Monrose ou le Libertin par fatalité/II/03

Lécrivain et Briard (p. 11-13).
Deuxième partie, chapitre III


CHAPITRE III

QUIPROQUO. CHÂTIMENT. POSITION
SCABREUSE


Monrose continue : « Certain jour M. l’abbé (se méprenant apparemment lorsqu’il en fut à suscrire sa correspondance du matin)[1] eut l’étourderie de m’adresser un billet écrit pour l’une de ses commettantes[2]. J’y découvris toute la trame du complot de me tirer, comme on l’articulait, une plume de l’aile. L’insolent billet finissait par ces mots familiers : « Si tu peux lui persuader que tu l’adores, et que jamais qui que ce soit ne t’a… (je vais changer un mot par décence) servie comme lui, tu peux compter que j’accrocherai pour toi le solitaire, et, Dieu aidant, peut-être jusqu’à son dernier écu. Joue bien ton rôle ; je réponds du mien. Adieu, friponne. »
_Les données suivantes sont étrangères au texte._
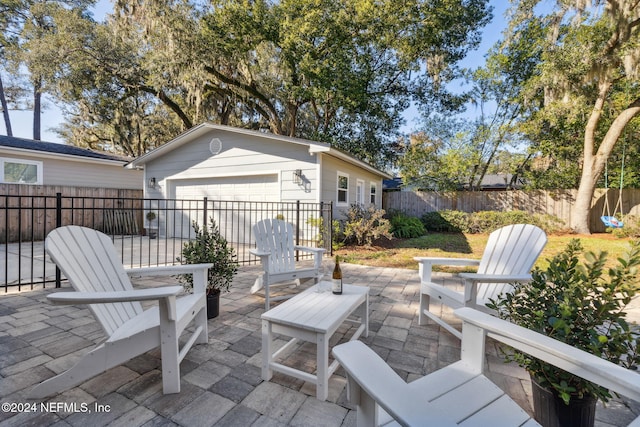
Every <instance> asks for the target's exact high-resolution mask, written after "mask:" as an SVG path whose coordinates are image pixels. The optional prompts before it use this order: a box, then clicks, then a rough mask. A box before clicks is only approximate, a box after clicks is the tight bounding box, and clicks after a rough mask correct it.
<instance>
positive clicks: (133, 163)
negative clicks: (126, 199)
mask: <svg viewBox="0 0 640 427" xmlns="http://www.w3.org/2000/svg"><path fill="white" fill-rule="evenodd" d="M211 130H221V131H225V132H234V133H239V134H245V135H250V136H255V137H260V138H266V139H274V140H278V141H284V142H288V143H291V144H298V145H305V146H308V147H309V153H310V154H315V153H324V154H327V155H330V156H333V157H336V158H338V159H341V160H344V161H346V162H349V163H351V164H354V165H356V166H359V167H361V168H363V169H366V170H368V171H369V172H372V173H375V174H378V175H380V176H382V177H385V178H389V179H390V178H392V176H391V175H389V174H387V173H386V172H383V171H381V170H379V169H377V168H375V167H373V166H371V165H369V164H368V163H366V162H363V161H361V160H358V159H356V158H354V157H352V156H351V155H349V154H347V153H345V152H343V151H340V150H338V149H336V148H332V147H331V145H330V144H327V143H324V142H317V141H311V140H308V139H302V138H293V137H290V136H283V135H276V134H273V133H269V132H259V131H255V130H249V129H242V128H236V127H233V126H225V125H217V124H213V123H202V124H200V125H197V126H194V127H193V128H191V129H189V130H188V131H186V132H183V133H182V134H180V135H178V136H177V137H175V138H174V139H172V140H171V141H169V142H167V143H166V144H163V145H161V146H160V147H158V148H156V149H154V150H152V151H149V152H148V153H146V154H143V155H142V156H140V157H138V158H136V159H135V160H133V161H132V162H130V163H129V164H127V165H126V167H127V168H130V169H133V168H139V167H143V166H144V165H145V164H146V163H148V162H150V161H152V160H154V159H157V158H159V157H161V156H163V155H165V154H167V153H169V152H171V151H173V150H175V149H177V148H179V147H181V146H182V145H184V144H187V143H189V142H191V141H192V140H193V139H194V138H197V137H199V136H202V135H204V134H206V133H207V132H209V131H211Z"/></svg>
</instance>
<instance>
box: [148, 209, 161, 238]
mask: <svg viewBox="0 0 640 427" xmlns="http://www.w3.org/2000/svg"><path fill="white" fill-rule="evenodd" d="M156 218H157V216H156V213H155V212H153V211H149V212H147V222H148V223H149V228H148V229H147V235H148V236H149V238H150V239H155V238H156V236H157V235H158V229H156V228H154V227H153V222H154V221H155V220H156Z"/></svg>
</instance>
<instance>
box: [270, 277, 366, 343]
mask: <svg viewBox="0 0 640 427" xmlns="http://www.w3.org/2000/svg"><path fill="white" fill-rule="evenodd" d="M316 286H317V285H316ZM316 286H312V287H311V288H309V289H307V290H306V291H304V292H302V293H300V294H298V295H296V296H295V297H293V298H291V299H289V300H287V301H285V302H283V303H282V304H280V305H278V306H277V307H274V308H272V309H271V310H269V311H267V312H266V313H264V314H263V315H262V319H263V320H269V321H271V322H274V323H279V324H283V325H289V326H294V327H297V328H300V329H304V330H309V331H314V332H322V333H326V332H328V331H329V330H331V329H333V328H335V327H337V326H339V325H340V324H341V323H342V322H343V321H344V319H346V318H347V317H348V316H349V314H351V313H352V312H353V310H354V309H355V308H356V307H358V306H359V305H360V304H362V303H363V302H365V300H366V296H367V294H368V293H369V288H368V287H366V286H356V285H343V289H342V295H334V294H333V293H332V292H330V291H325V292H322V293H318V292H316Z"/></svg>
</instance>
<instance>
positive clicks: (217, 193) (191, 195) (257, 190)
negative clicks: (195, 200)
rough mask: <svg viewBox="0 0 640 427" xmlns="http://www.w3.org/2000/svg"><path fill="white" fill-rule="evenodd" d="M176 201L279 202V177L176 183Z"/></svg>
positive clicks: (239, 176)
mask: <svg viewBox="0 0 640 427" xmlns="http://www.w3.org/2000/svg"><path fill="white" fill-rule="evenodd" d="M175 188H176V199H196V200H202V198H204V197H208V198H209V199H213V200H241V201H246V202H279V201H280V189H279V187H278V176H277V175H258V176H237V177H227V178H210V179H197V180H195V179H188V180H180V181H176V187H175Z"/></svg>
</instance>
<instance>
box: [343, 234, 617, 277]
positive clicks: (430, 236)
mask: <svg viewBox="0 0 640 427" xmlns="http://www.w3.org/2000/svg"><path fill="white" fill-rule="evenodd" d="M488 237H489V235H488V234H462V233H459V234H455V233H430V234H428V235H426V236H423V237H419V238H416V239H394V240H393V241H391V242H388V243H387V244H385V245H384V247H382V246H374V247H372V248H361V247H347V248H343V249H340V250H339V251H337V252H336V254H337V255H340V257H341V258H344V259H345V261H346V262H349V263H353V264H362V265H370V266H376V267H395V268H410V269H416V270H417V269H418V264H417V263H416V262H415V261H414V260H413V257H415V256H437V257H452V258H476V259H479V258H480V257H482V252H483V250H484V247H485V244H486V242H487V239H488ZM575 238H577V239H579V240H580V241H581V242H582V246H583V247H584V249H585V250H586V251H594V252H597V251H607V252H608V253H609V254H610V255H609V261H610V262H614V261H615V259H616V258H617V257H618V256H620V255H622V254H623V253H624V252H625V250H626V248H628V246H629V239H617V238H615V237H613V236H611V235H610V234H593V235H591V236H584V235H583V236H577V235H567V234H564V235H550V236H548V239H549V241H548V242H547V246H546V247H545V249H544V250H543V251H542V255H541V256H540V258H539V259H538V262H537V263H536V265H537V266H539V267H541V268H545V267H546V266H547V264H548V262H547V258H551V257H553V255H555V254H557V253H558V252H560V251H562V249H564V247H565V246H566V245H567V243H568V242H569V241H570V240H571V239H575ZM434 270H437V268H435V267H434ZM439 271H453V270H452V269H447V268H441V269H440V270H439ZM457 271H459V270H457ZM469 271H472V270H469Z"/></svg>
« Outré de me voir ainsi traduit en ridicule, et devinant que le perfide écrivain ne se montrerait plus chez moi, puisqu’il ne pouvait ignorer longtemps sa bévue, je me mets à le chercher de tout mon pouvoir. Le troisième jour enfin je le rencontre sortant de chez Nicolet, son théâtre de prédilection, où d’ailleurs il savait qu’on ne me voyait presque jamais. Le drôle, à ma vue, qui le foudroie, veut se jeter dans un café ; je le préviens, l’atteins, et comme je n’ai ni l’envie, ni le loisir de m’expliquer, je lui détache, de ma canne, une douzaine de coups bien assénés. Cent témoins de cette expédition[3] ne font qu’en rire ; plus d’une voix murmure : « C’est Saint-Lubin : on fait bien ; il doit l’avoir mérité ! » Je remonte sans obstacle dans mon fiacre.

« Cependant ma vivacité me fait, auprès de certain monde, une détestable réputation. Madame de Folaise, chez qui, toujours de plus en plus économe de ma personne, je me maintenais d’ailleurs assez bien, me consigne à sa porte, et me réduit à n’y plus mettre que des cartes. Madame Popinel (veuve dès le temps où j’étais en voyage à la chaussée d’Antin, et chez qui certaines circonstances m’avaient forcé de paraître), criait publiquement tollé contre moi, prenait fait et cause pour l’estimé Saint-Lubin, et bénissait tout haut le ciel de ce que mon affreux caractère s’était assez à temps démasqué pour qu’elle ne fît pas la sottise de me livrer sa main et sa fortune…

« — Jour de Dieu ! interrompis-je, vous, chez madame Popinel ! et cette vieille folle rêvant encore mariage ! Vous aviez donc perdu l’esprit ? — Moi ? point du tout : je n’étais pour rien dans les chimères de madame de Folaise et de son amie ; mais voici ce qui m’était arrivé. »


  1. À Paris plus de vingt mille individus des deux sexes, proxénètes, catins, parasites, joueurs, courtiers, bulletinistes, etc., font chaque matin un travail qui leur assure le nécessaire du jour, ou qui fixe la marche d’un projet, d’une intrigue, d’une mystification. Quelques gens du métier nomment cela monter leurs montres, Ces montres sont des agents, ou les dupes. Du déluge de billets qu’engendre cette singulière industrie, naissait ci-devant à peu près un tiers du revenu de la petite poste. Maintenant que chacun régne, sans doute on est servi par ses coureurs. (Note du correcteur d’épreuves.)
  2. Un de ces mots nouveaux dont la bienfaisante révolution a si fort enrichi notre langue. Autrefois le seul dérivé un peu familier du mot commettre était commis : il n’y en a plus qu’en style de négoce. Les commis d’autrefois sont aujourd’hui commettants, et leurs commis sont législateurs. (Id.)
  3. L’ancien régime subsistait et cette bâtonnade n’était point alors un crime de lèse-majesté. (Note du même.)